Se quedó dormido. Una vez más, la última, su sueño le volvió a la cabeza. ¿Cómo se llamaba Dios? Suspiró, se relajó y miró hacia el fino agujero labrado en la piedra. En su juventud había oído hablar de su existencia. Nunca se imaginó que lo vería en persona y que terminaría sus días junto a él. Afinó la vista para amoldarla a la oscuridad. En pocos segundos su cara se iluminó. Allí, frente a donde se encontraba, estaba el mismísimo Dios, brillando en la oscuridad, destacando de forma magnífica en la noche.

El nombre de Dios era eterno. Había sido pronunciado hacía miles y miles de años y se seguiría pronunciando dentro de miles y miles de años. Quizás otro hijo de Dios volvería a repetir su valentía a la hora de luchar y morir por recuperar el favor del Creador. Los humanos irían muriendo, las cosechas irían pasando, las lunas y los soles se sucederían hasta el infinito pero solo había una cosa que no cambiaba, su Dios.

La piel se le erizó. Dios estaba con ellos desde el principio de los tiempos, había guiado los pasos de sus antepasados y ahora guiaría el paso de sus hijos y nietos. Una vieja leyenda señalaba que Dios avisaba a sus súbditos cuando el río sagrado se desbordaba. Nunca había visto un río. Seguro que Dios se lo iba a enseñar en cuanto estuviera en su presencia.

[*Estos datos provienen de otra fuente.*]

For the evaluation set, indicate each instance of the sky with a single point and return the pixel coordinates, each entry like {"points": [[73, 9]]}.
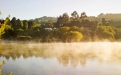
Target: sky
{"points": [[31, 9]]}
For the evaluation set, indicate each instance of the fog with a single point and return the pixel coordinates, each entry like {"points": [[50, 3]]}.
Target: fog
{"points": [[109, 52]]}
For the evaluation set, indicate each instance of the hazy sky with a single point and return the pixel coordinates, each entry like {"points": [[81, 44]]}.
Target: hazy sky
{"points": [[31, 9]]}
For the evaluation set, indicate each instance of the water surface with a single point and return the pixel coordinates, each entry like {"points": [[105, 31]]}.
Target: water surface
{"points": [[97, 58]]}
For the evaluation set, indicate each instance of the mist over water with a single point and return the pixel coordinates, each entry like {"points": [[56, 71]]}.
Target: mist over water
{"points": [[85, 54], [103, 51]]}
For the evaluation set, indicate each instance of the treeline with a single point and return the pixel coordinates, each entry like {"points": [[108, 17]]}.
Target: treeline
{"points": [[65, 28]]}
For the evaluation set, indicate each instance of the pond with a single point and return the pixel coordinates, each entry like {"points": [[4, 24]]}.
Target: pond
{"points": [[89, 58]]}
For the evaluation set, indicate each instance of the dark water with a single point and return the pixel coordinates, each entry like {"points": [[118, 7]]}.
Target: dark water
{"points": [[102, 58]]}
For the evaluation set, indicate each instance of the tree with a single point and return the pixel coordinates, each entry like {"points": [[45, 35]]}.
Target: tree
{"points": [[25, 24], [63, 20], [2, 26], [103, 21], [83, 15], [105, 32], [75, 15], [73, 36], [19, 24]]}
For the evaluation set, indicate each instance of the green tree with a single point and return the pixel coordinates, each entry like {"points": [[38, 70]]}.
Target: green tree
{"points": [[19, 24], [73, 36], [105, 32], [25, 24]]}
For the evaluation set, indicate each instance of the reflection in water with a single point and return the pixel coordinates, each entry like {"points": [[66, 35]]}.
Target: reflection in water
{"points": [[65, 52]]}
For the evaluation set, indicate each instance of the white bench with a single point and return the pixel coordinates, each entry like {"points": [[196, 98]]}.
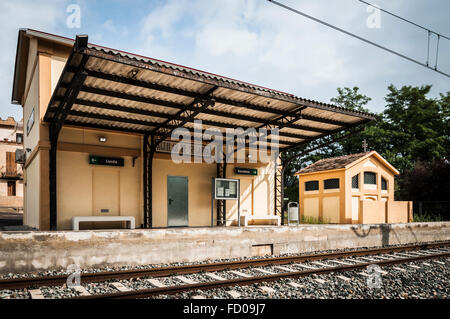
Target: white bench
{"points": [[271, 219], [76, 220]]}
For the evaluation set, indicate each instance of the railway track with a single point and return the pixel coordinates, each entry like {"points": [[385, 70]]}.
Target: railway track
{"points": [[298, 266]]}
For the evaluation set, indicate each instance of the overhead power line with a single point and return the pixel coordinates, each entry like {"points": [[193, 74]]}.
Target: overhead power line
{"points": [[406, 20], [359, 38]]}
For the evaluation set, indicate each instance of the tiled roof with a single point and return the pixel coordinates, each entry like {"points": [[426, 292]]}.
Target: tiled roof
{"points": [[332, 163]]}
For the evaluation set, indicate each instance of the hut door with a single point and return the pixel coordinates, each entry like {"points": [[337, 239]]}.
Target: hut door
{"points": [[106, 192], [177, 201]]}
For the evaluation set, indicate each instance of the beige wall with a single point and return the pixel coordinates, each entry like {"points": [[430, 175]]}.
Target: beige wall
{"points": [[31, 215], [256, 191], [373, 212], [363, 192], [199, 191], [398, 212], [75, 176], [75, 187], [329, 202], [323, 204]]}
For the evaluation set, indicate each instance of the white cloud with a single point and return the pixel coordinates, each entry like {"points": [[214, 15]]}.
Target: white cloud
{"points": [[42, 15]]}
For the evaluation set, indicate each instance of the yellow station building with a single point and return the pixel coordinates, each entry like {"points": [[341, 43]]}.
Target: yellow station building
{"points": [[97, 136], [351, 189]]}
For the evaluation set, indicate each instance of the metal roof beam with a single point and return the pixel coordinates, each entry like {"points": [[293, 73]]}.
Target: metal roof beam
{"points": [[178, 106], [134, 121], [181, 92]]}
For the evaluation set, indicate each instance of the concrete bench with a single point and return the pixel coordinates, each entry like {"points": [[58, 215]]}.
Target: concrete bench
{"points": [[76, 220], [270, 219]]}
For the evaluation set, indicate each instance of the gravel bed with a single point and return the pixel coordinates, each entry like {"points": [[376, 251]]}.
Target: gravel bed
{"points": [[424, 283], [103, 269], [58, 292]]}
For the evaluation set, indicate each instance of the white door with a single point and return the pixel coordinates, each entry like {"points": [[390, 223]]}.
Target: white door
{"points": [[355, 208]]}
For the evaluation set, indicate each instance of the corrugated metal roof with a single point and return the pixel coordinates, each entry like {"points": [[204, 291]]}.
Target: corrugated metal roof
{"points": [[123, 90], [327, 164]]}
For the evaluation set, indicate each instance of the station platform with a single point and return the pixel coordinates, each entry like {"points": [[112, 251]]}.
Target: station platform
{"points": [[29, 251]]}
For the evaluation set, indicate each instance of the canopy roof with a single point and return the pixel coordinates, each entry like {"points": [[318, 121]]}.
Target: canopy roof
{"points": [[114, 90]]}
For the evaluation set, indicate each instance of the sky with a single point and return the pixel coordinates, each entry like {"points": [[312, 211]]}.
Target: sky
{"points": [[251, 40]]}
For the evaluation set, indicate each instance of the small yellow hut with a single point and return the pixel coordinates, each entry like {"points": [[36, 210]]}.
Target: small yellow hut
{"points": [[351, 189]]}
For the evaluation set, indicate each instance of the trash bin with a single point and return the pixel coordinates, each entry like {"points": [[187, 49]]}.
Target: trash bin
{"points": [[293, 213]]}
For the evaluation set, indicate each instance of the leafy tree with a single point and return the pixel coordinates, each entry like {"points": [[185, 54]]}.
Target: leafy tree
{"points": [[412, 133]]}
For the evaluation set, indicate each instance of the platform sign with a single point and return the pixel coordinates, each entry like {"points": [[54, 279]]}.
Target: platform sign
{"points": [[226, 188], [246, 171], [108, 161]]}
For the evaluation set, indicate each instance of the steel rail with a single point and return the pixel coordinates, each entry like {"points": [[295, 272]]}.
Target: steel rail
{"points": [[143, 293], [19, 283]]}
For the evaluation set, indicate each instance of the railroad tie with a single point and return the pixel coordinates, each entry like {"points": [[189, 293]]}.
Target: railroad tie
{"points": [[264, 271], [370, 259], [284, 268], [305, 266], [267, 290], [186, 280], [233, 294], [346, 279], [240, 274], [119, 286], [294, 284], [362, 273], [342, 262], [414, 266], [214, 276], [81, 290], [320, 264], [155, 282], [320, 281], [36, 294], [359, 261]]}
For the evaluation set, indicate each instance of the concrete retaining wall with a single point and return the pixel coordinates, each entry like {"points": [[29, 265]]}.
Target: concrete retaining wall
{"points": [[36, 251]]}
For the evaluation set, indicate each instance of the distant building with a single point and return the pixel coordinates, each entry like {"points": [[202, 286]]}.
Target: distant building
{"points": [[11, 175], [351, 189]]}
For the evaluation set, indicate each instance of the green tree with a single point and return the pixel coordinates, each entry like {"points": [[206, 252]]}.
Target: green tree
{"points": [[416, 126]]}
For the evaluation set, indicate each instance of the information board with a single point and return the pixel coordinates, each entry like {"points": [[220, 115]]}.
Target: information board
{"points": [[246, 171], [108, 161], [225, 188]]}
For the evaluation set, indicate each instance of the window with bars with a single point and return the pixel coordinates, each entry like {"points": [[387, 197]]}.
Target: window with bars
{"points": [[370, 178], [355, 181], [312, 186], [383, 184], [332, 183]]}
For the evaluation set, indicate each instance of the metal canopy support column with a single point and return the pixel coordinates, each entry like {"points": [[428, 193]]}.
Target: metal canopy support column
{"points": [[59, 119], [221, 204], [279, 188], [149, 152]]}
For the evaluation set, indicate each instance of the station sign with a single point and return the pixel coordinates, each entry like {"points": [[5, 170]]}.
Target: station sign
{"points": [[245, 171], [225, 188], [108, 161]]}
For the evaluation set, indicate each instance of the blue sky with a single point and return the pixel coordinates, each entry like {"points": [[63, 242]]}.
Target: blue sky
{"points": [[250, 40]]}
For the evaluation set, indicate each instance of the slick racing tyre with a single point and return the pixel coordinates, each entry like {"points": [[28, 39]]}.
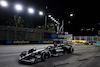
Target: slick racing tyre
{"points": [[44, 57], [23, 53], [70, 50]]}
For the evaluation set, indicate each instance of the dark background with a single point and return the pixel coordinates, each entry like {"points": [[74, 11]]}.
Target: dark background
{"points": [[86, 14]]}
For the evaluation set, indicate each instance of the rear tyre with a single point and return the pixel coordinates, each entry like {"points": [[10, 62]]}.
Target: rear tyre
{"points": [[44, 57], [70, 50], [23, 53]]}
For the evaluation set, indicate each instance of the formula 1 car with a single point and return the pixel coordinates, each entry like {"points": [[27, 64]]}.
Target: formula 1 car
{"points": [[60, 49], [34, 56]]}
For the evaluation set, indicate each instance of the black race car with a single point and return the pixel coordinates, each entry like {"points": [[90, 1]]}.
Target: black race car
{"points": [[60, 49], [34, 56]]}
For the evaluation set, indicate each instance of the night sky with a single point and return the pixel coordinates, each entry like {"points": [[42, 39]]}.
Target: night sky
{"points": [[86, 13]]}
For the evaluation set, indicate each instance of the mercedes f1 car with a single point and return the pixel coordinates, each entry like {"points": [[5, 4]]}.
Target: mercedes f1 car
{"points": [[60, 49], [34, 56]]}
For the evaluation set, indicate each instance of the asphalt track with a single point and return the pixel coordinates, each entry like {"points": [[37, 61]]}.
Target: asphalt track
{"points": [[83, 56]]}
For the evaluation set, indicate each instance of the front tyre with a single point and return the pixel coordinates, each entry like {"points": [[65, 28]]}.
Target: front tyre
{"points": [[70, 50]]}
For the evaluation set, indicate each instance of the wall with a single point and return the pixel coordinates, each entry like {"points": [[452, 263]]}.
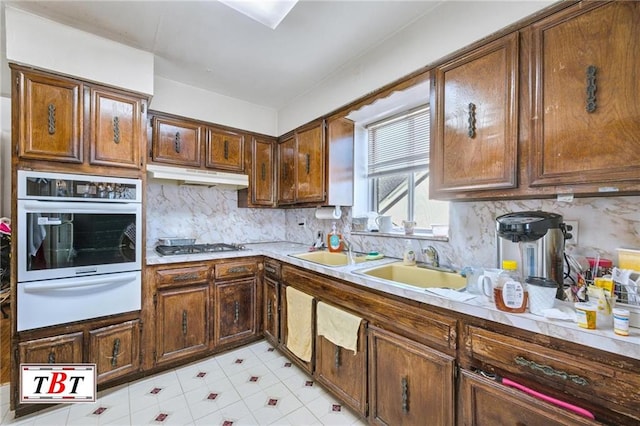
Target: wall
{"points": [[210, 215], [188, 101], [605, 223], [449, 27]]}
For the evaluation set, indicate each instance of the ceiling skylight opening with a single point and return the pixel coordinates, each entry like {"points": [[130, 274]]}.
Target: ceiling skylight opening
{"points": [[267, 12]]}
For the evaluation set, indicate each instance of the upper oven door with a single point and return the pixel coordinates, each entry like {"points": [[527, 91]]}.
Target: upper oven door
{"points": [[71, 239]]}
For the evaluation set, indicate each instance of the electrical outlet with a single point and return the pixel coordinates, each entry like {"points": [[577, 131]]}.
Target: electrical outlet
{"points": [[574, 231]]}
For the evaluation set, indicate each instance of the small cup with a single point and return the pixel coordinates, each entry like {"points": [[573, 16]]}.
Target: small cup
{"points": [[409, 226], [586, 315]]}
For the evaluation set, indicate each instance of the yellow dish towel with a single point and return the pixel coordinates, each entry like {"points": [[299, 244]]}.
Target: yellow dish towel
{"points": [[299, 321], [338, 326]]}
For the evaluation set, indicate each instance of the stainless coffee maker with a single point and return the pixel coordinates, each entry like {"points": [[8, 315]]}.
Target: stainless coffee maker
{"points": [[537, 238]]}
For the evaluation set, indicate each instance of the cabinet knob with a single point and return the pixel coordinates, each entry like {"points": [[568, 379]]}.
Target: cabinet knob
{"points": [[472, 120], [116, 129], [51, 108], [591, 88]]}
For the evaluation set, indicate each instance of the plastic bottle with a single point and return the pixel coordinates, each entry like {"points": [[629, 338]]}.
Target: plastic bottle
{"points": [[510, 295], [409, 256], [334, 240]]}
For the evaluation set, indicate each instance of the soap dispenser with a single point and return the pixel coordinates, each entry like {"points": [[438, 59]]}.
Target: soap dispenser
{"points": [[334, 240], [409, 257]]}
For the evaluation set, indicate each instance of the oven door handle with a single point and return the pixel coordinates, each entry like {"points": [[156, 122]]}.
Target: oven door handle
{"points": [[76, 284]]}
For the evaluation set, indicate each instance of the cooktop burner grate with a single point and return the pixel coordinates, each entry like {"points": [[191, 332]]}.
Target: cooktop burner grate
{"points": [[198, 248]]}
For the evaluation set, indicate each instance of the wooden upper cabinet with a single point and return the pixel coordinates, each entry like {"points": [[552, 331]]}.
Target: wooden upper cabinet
{"points": [[287, 171], [117, 121], [310, 176], [475, 135], [225, 150], [176, 142], [585, 95], [50, 113], [262, 172]]}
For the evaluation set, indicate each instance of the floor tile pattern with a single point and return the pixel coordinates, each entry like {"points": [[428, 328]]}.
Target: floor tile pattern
{"points": [[252, 385]]}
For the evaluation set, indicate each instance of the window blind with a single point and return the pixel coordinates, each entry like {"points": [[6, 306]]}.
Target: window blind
{"points": [[399, 144]]}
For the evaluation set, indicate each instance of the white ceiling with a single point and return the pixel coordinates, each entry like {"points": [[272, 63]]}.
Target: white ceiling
{"points": [[209, 45]]}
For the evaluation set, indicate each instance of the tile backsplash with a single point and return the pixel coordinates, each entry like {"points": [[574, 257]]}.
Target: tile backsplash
{"points": [[212, 215]]}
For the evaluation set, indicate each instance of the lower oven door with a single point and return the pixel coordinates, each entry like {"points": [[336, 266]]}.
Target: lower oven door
{"points": [[59, 301]]}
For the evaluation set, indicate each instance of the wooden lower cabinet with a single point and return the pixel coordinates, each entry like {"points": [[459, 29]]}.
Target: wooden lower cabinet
{"points": [[271, 310], [409, 383], [235, 311], [182, 322], [61, 349], [343, 372], [484, 402], [115, 350]]}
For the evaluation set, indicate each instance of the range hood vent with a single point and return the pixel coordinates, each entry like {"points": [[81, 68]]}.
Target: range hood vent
{"points": [[185, 176]]}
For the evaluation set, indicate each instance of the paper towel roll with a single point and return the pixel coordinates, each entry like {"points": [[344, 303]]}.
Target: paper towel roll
{"points": [[331, 213]]}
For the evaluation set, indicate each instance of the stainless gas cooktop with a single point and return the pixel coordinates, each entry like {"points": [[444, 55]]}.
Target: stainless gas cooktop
{"points": [[197, 248]]}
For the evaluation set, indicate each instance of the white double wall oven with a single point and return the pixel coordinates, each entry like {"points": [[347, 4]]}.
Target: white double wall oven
{"points": [[79, 252]]}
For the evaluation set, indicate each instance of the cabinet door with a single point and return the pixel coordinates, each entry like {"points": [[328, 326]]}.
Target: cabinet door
{"points": [[287, 171], [50, 114], [115, 350], [408, 382], [475, 119], [176, 142], [310, 157], [116, 129], [586, 108], [270, 314], [344, 372], [63, 349], [235, 313], [262, 167], [484, 402], [225, 150], [182, 322]]}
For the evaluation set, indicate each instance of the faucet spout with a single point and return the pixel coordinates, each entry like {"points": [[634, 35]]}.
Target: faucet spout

Se sentía feliz, aunque empezó a notar como un brazo se le agarrotaba y como algo estallaba dentro de su pecho. Su muerte estaba llegando, miró a Dios a través del pequeño agujero labrado en la pared de la cueva e intentó decir su nombre, llamarlo para recordarle que estaba allí esperando unirse a su luz. Sin embargo una vez más no logró que su boca articulara ninguna palabra. No recordaba el nombre de Dios.

No podía permitirse morir sin recordar su nombre, no entendía por qué el Creador no se lo decía ya, el tiempo se acababa. A lo mejor su intención era esperar a su muerte para por fin revelarle su verdadero nombre. Todo empezó a oscurecerse, sus pulmones dejaron de bombear aire y su corazón se paró. Sus labios se quedaron quietos, con un gesto extraño, que pretendía  pronunciar el nombre de Dios.

En sus ojos, aun abiertos, se reflejaba claramente la luz que entraba en la Cueva de Las Toscas, en la Gomera, proveniente de Alfa Canis Majoris HD 48915.